Meltdown: travolti dalla paura dell’ignoto
Dopo una prima metà prettamente cronachistica (forse la più interessante dell’intero prodotto, considerando anche le immagini di repertorio), Meltdown nella sua seconda parte intraprende un meno avvincente approfondimento crime. Negli episodi 3 e 4 la parola passa infatti a Rick Parks, un ingegnere della società di ingegneria Bechtel. Parks descrive in modo acuto le cause percui l’operazione di bonifica della centrale, nel tentativo di risparmiare denaro e tempo, è stata scadente al punto da rischiare di contaminare ulteriormente l’aria e la terra intorno a Three Mile Island con le radiazioni. Le ragioni di Parks, esposte con metodo e coerenza, servono anche a introdurre uno degli aspetti più trascurati in questo tipo di catastrofi: l’impatto emotivo e psicologico.

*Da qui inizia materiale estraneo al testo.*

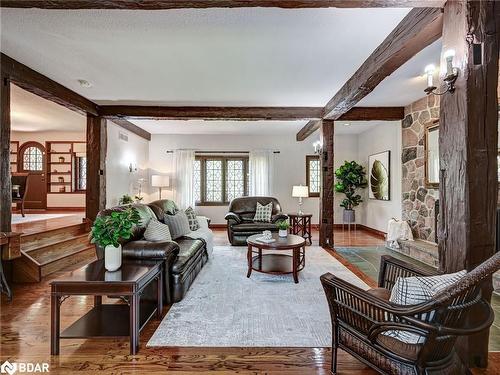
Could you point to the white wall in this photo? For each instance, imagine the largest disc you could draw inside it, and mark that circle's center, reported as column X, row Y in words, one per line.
column 290, row 164
column 387, row 136
column 120, row 154
column 54, row 200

La paura dei disastri nucleari e la sfiducia nelle dichiarazioni del governo al riguardo hanno avvelenato l’opinione pubblica sull’energia nucleare per decenni, lasciando sotto totale choc una popolazione travolta dall’ignoto e costretta a fuggire da un nemico invisibile (e, per questo, univocamente ritenuto meno pericoloso). Per quanto qua e là la narrazione si abbandoni ad un lato più sentimentale (e quindi meno supportato dai fatti), Meltdown riesce in una durata relativamente stringata – le puntate non superano mai i 45 minuti – a mettere a segno tutti i propri obiettivi: denunciare con argomentazioni verificate e verificabili, educare una nuova platea che magari non aveva mai sentito parlare del tragico evento e intrattenere con ritmo e qualità, seguendo il modello del notevole Chernobyl di Craig Mazin.